For weeks we would see that male, starting to hop down the stairs, to look for food, and if he happened to see my warrior friend or I bring food, he would turn around and hop back up the stairs to eat, rather than risk foraging on the barren ground. He became used to us caring for him. Of course, he always kept a safe distance from us.

 One morning my warrior friend was visibly upset.  Three female sparrows and a ringneck dove started mooching off the birdseed. He chased them off, as I did when I saw them, but they were persistent.

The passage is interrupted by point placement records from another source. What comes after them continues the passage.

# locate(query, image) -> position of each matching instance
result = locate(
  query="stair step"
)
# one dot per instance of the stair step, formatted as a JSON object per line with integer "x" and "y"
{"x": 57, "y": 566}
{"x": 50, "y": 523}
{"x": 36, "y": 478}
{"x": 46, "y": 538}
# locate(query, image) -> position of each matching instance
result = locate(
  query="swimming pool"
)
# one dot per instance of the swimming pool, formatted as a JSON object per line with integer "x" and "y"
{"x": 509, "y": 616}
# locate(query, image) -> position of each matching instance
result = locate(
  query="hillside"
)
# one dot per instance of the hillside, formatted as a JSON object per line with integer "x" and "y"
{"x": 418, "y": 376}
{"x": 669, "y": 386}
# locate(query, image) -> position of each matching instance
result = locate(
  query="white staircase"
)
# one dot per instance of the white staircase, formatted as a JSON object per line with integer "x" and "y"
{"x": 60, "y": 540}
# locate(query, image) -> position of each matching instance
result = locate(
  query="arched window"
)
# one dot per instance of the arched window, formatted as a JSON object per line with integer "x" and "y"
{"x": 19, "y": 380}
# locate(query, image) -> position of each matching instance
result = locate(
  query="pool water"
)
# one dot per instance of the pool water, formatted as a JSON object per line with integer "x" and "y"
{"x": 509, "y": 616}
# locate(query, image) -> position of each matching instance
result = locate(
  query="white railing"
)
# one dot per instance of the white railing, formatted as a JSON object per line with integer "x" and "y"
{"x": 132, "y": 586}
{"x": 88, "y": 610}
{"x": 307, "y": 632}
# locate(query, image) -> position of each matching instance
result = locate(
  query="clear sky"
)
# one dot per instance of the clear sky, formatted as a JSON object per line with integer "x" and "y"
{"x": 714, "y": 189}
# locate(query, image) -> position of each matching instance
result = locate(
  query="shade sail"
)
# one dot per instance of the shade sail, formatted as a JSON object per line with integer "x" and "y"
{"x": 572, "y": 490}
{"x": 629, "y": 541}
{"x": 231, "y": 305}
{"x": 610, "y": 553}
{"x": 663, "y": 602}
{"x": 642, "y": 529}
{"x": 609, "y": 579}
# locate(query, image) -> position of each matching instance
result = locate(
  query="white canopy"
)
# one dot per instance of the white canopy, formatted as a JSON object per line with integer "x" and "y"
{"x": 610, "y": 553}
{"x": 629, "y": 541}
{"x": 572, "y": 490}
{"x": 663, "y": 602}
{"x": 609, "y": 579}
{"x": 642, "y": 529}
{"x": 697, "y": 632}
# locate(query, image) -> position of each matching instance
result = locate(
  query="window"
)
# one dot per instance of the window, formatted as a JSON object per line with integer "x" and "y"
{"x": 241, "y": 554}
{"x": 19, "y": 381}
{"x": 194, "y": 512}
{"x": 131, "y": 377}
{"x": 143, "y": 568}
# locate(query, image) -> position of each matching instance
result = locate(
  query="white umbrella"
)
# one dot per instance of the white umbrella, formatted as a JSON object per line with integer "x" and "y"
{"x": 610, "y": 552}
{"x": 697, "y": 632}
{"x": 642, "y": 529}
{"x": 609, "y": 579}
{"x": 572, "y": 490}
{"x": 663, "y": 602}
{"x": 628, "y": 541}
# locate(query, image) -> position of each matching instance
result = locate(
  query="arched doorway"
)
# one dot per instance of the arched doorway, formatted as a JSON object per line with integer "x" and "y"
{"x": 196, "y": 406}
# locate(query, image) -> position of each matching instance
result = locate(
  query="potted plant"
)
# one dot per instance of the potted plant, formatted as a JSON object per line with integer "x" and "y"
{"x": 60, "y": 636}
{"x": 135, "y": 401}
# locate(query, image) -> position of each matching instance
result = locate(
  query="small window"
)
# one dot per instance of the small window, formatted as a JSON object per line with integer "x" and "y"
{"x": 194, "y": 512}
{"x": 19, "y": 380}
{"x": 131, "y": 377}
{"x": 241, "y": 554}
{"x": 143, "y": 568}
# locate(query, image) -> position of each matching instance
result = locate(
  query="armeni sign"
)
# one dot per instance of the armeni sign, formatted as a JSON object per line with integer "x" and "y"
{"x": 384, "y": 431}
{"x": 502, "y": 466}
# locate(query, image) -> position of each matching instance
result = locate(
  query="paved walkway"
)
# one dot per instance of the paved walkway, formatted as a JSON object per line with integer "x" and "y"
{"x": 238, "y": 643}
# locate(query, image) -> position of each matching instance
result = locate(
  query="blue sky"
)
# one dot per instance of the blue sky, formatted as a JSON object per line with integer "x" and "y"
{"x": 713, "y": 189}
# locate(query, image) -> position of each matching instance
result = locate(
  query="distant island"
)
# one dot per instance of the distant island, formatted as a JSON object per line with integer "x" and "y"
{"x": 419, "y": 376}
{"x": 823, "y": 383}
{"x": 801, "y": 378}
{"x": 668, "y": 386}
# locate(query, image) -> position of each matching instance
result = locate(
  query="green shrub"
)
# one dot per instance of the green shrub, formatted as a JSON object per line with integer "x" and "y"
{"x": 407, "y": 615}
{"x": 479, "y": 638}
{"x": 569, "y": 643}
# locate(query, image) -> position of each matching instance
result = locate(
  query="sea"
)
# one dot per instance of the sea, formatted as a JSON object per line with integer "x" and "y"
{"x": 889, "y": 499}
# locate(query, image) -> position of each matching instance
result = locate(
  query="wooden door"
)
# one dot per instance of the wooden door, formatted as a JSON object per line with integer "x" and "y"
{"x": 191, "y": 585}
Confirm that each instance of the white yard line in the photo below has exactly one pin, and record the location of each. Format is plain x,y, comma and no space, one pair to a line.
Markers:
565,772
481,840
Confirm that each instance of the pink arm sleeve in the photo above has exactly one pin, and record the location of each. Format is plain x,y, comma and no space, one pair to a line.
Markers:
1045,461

“How dare they steal food from my bird,” my friend said. “I’m gonna bring a BB gun and stack their little corpses up like cordwood.”

We both laughed at the irony of it.

And then he said, pensively, “I wonder how many birds I’ll have to kill to save this one?”

Others got into the protection business when three females, perhaps his offspring, ganged up on him when he was on the ground and started pouncing and pecking on him mercilessly. One of our female employees became angered by the attack on the injured male and chased the females away. After that, the male flew best he could back up to the relative safety of the second-story walkway.

And that was a good sign. He was growing stronger. A week later, I saw the sparrow flying instead of walking or hopping, and calling loudly to attract a female back to his nest, without success.

But I think the story is now complete, for today he left, fully healed, perhaps in search of more desirable real estate.

When I told my warrior friend the bird was gone, and that we had apparently saved him long enough for him to heal, he said, “You know, I go bird hunting a lot, but there was something about this guy that made me want to save him. It must be something psychological.”

“He was a brave soldier,” I said, “and you don’t leave an injured man to die on the battlefield without trying to save him.”

He smiled and nodded his head. He knew exactly what I meant.